Thursday, May 23, 2013

Understanding One's Symptoms

Understanding one’s symptoms. Long sleep last night. Almost 12 hours. Down at 10:30, up at 10:00. Stirred to waking, as usual, by low level anxiety.

No bed time wine last night. I’ve been self-medicating for chronic, low level physical anxiety. Break the habit. Two days. My head feels more clear, anxiety still there.

Describe: heart rate slightly higher than normal at rest. emotionally on edge. General feeling of dis-ease with myself, my being-in-the-world

Effects: Makes every ‘task’ –everything that feels like a ‘task,’ more difficult to initiate. I haven’t even been able to spend time reading for months.

If it weren’t for making art I don’t think I’d survive. This is not hyperbole.

Even those tasks (not directly making new work: improving drawling skills, working on anatomy, figure drawing), while they give pleasure when I do them are difficult to initiate. Felt resistance. Like having to push open—or through—an impossibly heavy door (… better a metaphorical door than a wall).
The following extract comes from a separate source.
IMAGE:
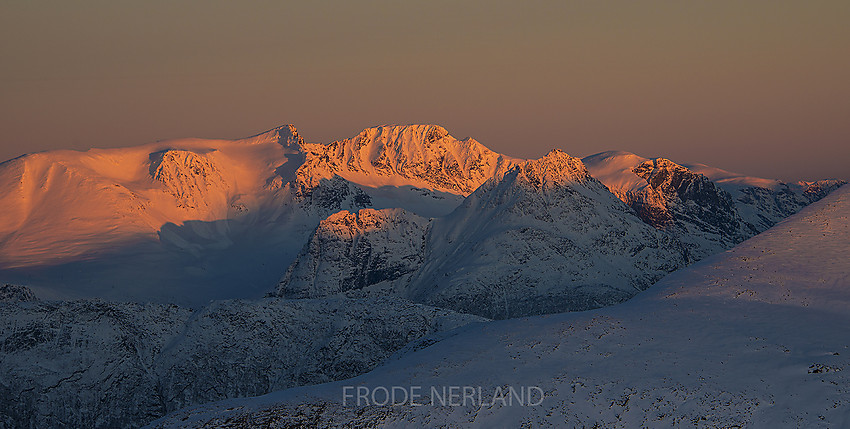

Procrastination becomes a symptom. On-line chess. The intersection of the physical neural/chemical conditions, and situational conditions.

Resistance. To being pushed into pre-existing choices—of any kind, whether concocted by others or outside circumstances, or by myself (making plans, schedules). The line between here, always fuzzy. Thus, the relief of art—and gardening. Purely spontaneous action. What I aspire to—my jouissance ?) to do nothing else? Make art. Tend my garden.

Conclusion. Incurable condition. Find the least destructive way to alleviate the aggravating symptoms. Less wine for starters. More art. But then… what do I do with what I’ve made? Find places to exhibit? Do the promotion required to sell? Why do I have to think about that? More anxiety—more stuff I ‘have to” do.